“您这是……什么意思?”
“意思就是,如果他们不服训练营方面的处理结果的话,那这件事就转交到治管局来好了。毕竟,周会也是异能者嘛,按照规定,我们想管也能管的。”
负责人倒吸一口冷气:“这种事不会发生的。”
只不过,刚走出办公楼,对面的一棵树后就闪出了一个人影。
“我遵守承诺,请你们吃饭来了。”
夜深露重,加上冬季的草坪枯萎得厉害,席地而坐,并不那么舒服。
钟云从在苏闲和项羽两道灼灼的视线之下,硬着头皮开了口:“虽然扎是扎了点,但是这个饮风醉月也是很有诗情画意的嘛……”
苏闲发了话:“你抬头看看。”
钟云从依言照做,然后尴尬地发现,今晚没有月亮。
“唉,我也知道这样请客简陋了点,可是食堂关门了呀,就这几道菜还是我求着他们才给做的。”他颓然叹气,“你们多包涵吧。”
项羽嗅着肉香气,哈喇子已然泛滥成灾,屁股的那点不舒服自然不算什么了:“小钟哥多客气啊!都让你破费了,哪好意思嫌七嫌八的?”
他的咋咋呼呼让上司颇为不快:“我们可没让他破费,是他非要破费的。”
“是,谁让我就喜欢热脸贴冷屁股呢?”钟云从没好气地回呛了一句,“醉不了月,就着西北风,爱吃不吃吧。”
项羽听到一个“吃”字便双眼放光,掀开食盒的盖子,搓着手:“都不是外人,我也不跟你客气了!”
眼看项羽吃得满嘴流油,苏闲嫌弃地摇摇头,目光又转到气呼呼的钟云从脸上,不由一哂:“你那个娃娃脸呢?”
“被我拿两个鸡腿打发了。”钟云从啃着个馒头,不想一个猝不及防,手里的馒头竟然被人劈手夺了去,他一时没有反应过来,怒目圆睁地瞪着那个劫匪,“不是……那么多肉呢,就一个馒头,你非得跟我抢?”
“我最近看到肉就犯恶心。”苏闲眉梢微扬,毫无愧色,“不是说要请吃饭吗?连个馒头都舍不得?”
钟云从气不打一处来,正要再跟他打几句嘴仗,可瞥见那人已经吃了起来,那点子怒意也就烟消云散了,他揶揄道:“你什么时候变得这么不拘小节了?”
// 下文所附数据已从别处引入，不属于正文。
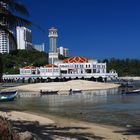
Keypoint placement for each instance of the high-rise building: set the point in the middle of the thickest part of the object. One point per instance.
(53, 55)
(39, 47)
(63, 51)
(24, 38)
(5, 43)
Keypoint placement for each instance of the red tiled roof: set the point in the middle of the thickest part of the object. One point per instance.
(50, 65)
(29, 67)
(76, 59)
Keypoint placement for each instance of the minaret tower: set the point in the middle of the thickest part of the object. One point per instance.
(53, 55)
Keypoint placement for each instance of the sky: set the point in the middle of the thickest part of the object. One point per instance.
(90, 28)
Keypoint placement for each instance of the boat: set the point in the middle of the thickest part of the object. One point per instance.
(137, 91)
(74, 91)
(8, 95)
(49, 92)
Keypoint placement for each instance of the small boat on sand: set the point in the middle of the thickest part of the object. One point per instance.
(7, 95)
(74, 91)
(49, 92)
(137, 91)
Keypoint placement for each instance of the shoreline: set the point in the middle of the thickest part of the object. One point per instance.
(66, 128)
(64, 86)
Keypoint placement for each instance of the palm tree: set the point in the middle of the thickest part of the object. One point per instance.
(9, 19)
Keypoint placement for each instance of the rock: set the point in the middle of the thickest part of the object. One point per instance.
(26, 136)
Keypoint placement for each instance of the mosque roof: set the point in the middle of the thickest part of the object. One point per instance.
(50, 65)
(76, 59)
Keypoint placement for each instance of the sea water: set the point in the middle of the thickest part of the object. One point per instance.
(99, 106)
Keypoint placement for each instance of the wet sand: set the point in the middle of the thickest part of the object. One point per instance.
(57, 128)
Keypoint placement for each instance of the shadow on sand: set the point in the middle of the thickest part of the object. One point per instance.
(51, 132)
(132, 130)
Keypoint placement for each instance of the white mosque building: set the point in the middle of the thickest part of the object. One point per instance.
(71, 68)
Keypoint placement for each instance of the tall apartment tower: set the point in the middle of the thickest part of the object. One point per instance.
(24, 38)
(6, 43)
(63, 51)
(53, 55)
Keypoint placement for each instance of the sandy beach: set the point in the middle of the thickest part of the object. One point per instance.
(56, 128)
(65, 86)
(130, 77)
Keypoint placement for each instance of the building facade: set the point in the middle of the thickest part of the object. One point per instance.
(53, 55)
(71, 68)
(6, 43)
(39, 47)
(24, 38)
(63, 51)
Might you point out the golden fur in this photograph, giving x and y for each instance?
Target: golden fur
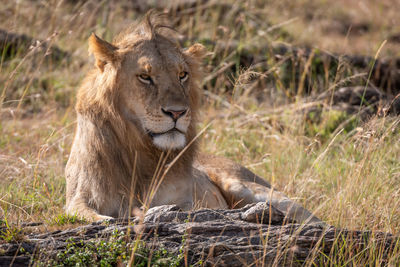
(135, 139)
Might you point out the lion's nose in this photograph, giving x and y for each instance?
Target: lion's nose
(174, 114)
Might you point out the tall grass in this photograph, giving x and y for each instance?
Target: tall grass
(347, 172)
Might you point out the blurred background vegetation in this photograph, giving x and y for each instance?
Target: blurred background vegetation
(301, 92)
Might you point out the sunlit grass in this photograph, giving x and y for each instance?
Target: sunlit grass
(349, 176)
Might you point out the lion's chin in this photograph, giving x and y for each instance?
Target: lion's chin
(170, 140)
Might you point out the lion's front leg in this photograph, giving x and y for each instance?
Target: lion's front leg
(240, 187)
(78, 206)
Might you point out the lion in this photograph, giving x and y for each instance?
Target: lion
(135, 144)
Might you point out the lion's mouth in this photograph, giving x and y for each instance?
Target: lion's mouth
(173, 130)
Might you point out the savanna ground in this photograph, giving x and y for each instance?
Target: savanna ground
(343, 168)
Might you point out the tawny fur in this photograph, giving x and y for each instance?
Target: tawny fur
(125, 156)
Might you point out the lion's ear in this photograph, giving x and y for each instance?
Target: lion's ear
(197, 51)
(103, 51)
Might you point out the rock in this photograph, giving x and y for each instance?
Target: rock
(253, 235)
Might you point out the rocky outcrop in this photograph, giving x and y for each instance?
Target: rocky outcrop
(255, 235)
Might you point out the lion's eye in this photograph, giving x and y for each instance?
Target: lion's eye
(183, 75)
(144, 78)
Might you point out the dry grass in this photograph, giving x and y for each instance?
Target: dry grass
(350, 178)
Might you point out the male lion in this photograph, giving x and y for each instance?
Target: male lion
(136, 130)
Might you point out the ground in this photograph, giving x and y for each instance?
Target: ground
(343, 168)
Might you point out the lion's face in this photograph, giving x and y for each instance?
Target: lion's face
(155, 92)
(153, 83)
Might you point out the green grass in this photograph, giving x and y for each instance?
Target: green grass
(345, 170)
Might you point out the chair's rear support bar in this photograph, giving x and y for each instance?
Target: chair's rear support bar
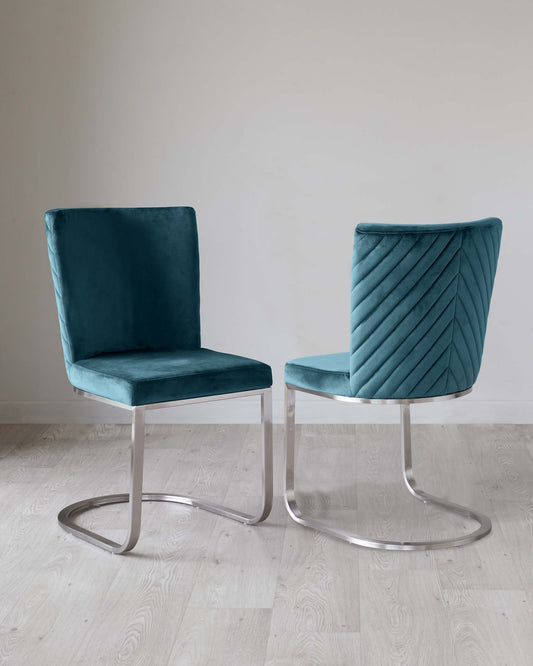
(135, 497)
(296, 514)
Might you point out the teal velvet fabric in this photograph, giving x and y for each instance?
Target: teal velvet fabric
(145, 377)
(125, 278)
(127, 289)
(419, 307)
(328, 373)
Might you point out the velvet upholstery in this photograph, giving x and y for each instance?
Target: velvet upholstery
(127, 291)
(419, 306)
(145, 377)
(125, 278)
(327, 373)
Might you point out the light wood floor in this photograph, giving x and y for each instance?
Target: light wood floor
(204, 590)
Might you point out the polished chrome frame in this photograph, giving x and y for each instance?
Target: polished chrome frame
(485, 525)
(136, 497)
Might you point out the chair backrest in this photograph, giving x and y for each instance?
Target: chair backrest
(125, 279)
(419, 306)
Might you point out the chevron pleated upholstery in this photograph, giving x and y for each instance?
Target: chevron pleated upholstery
(419, 306)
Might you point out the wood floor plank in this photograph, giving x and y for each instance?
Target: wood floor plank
(490, 627)
(404, 619)
(313, 649)
(277, 593)
(215, 636)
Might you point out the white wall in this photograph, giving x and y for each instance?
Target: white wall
(284, 123)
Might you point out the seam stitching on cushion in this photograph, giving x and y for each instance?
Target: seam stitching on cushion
(190, 374)
(454, 313)
(396, 305)
(389, 333)
(346, 375)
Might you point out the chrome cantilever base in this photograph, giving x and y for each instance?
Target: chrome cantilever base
(135, 497)
(485, 525)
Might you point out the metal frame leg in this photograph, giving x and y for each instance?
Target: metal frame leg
(295, 513)
(135, 497)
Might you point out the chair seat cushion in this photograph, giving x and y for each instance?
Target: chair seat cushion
(149, 376)
(328, 373)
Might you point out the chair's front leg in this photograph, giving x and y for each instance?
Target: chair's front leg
(136, 495)
(134, 498)
(350, 537)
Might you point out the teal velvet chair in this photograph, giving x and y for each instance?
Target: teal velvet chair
(127, 289)
(419, 306)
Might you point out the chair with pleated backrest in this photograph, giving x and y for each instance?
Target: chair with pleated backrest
(127, 289)
(419, 307)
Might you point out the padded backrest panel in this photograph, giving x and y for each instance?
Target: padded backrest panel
(419, 307)
(125, 278)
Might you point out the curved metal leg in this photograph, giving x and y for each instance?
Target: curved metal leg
(135, 497)
(296, 514)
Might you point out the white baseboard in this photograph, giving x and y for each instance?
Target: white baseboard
(246, 410)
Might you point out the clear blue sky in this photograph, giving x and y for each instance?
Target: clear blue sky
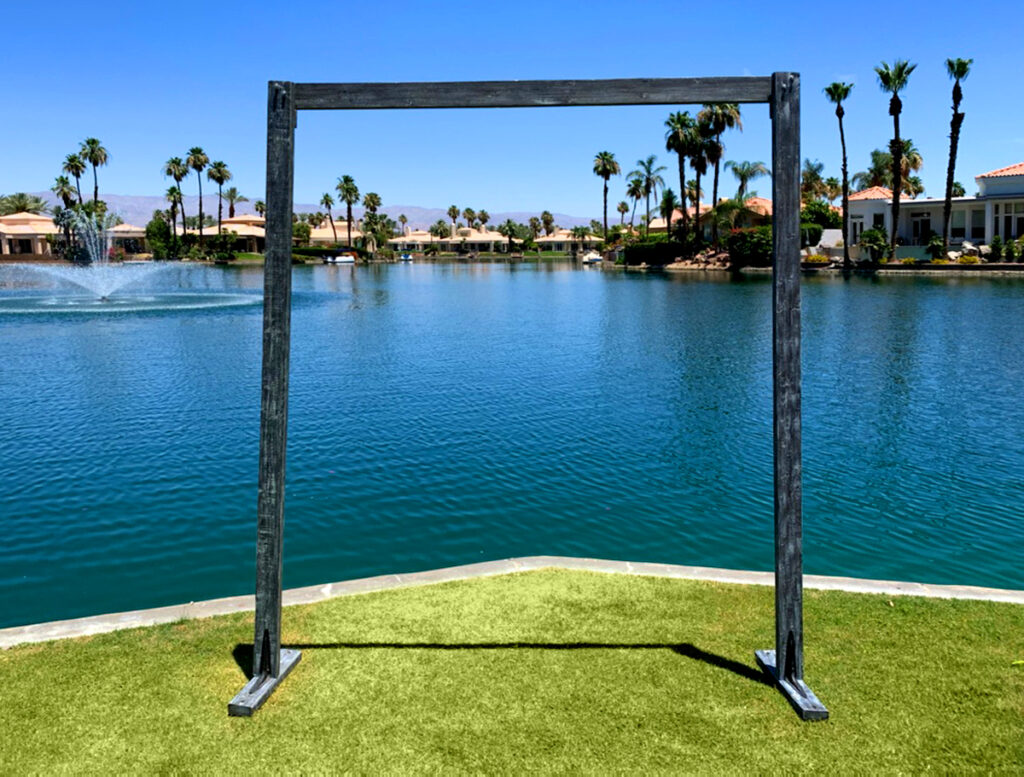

“肚子饿的时候。”苏闲眼皮都没抬一下,吃着东西,声音听起来有些含混。
钟云从盘腿坐着,想着他方才半开玩笑的那句“看到肉就犯恶心”,脱口而出:“你吃不下肉是因为那起碎尸案吧?任杰的嫌疑是确定排除了,对吧?”
“不只是任杰,”狼吞虎咽的项羽咽下一大口食物,总算空出嘴接了个茬,“我们连他老爹的嫌疑都排除了。”
钟云从一开始不解其意,不过很快就想通了:任杰是异能者,他老爹在治管局任职,自然更是异能者了。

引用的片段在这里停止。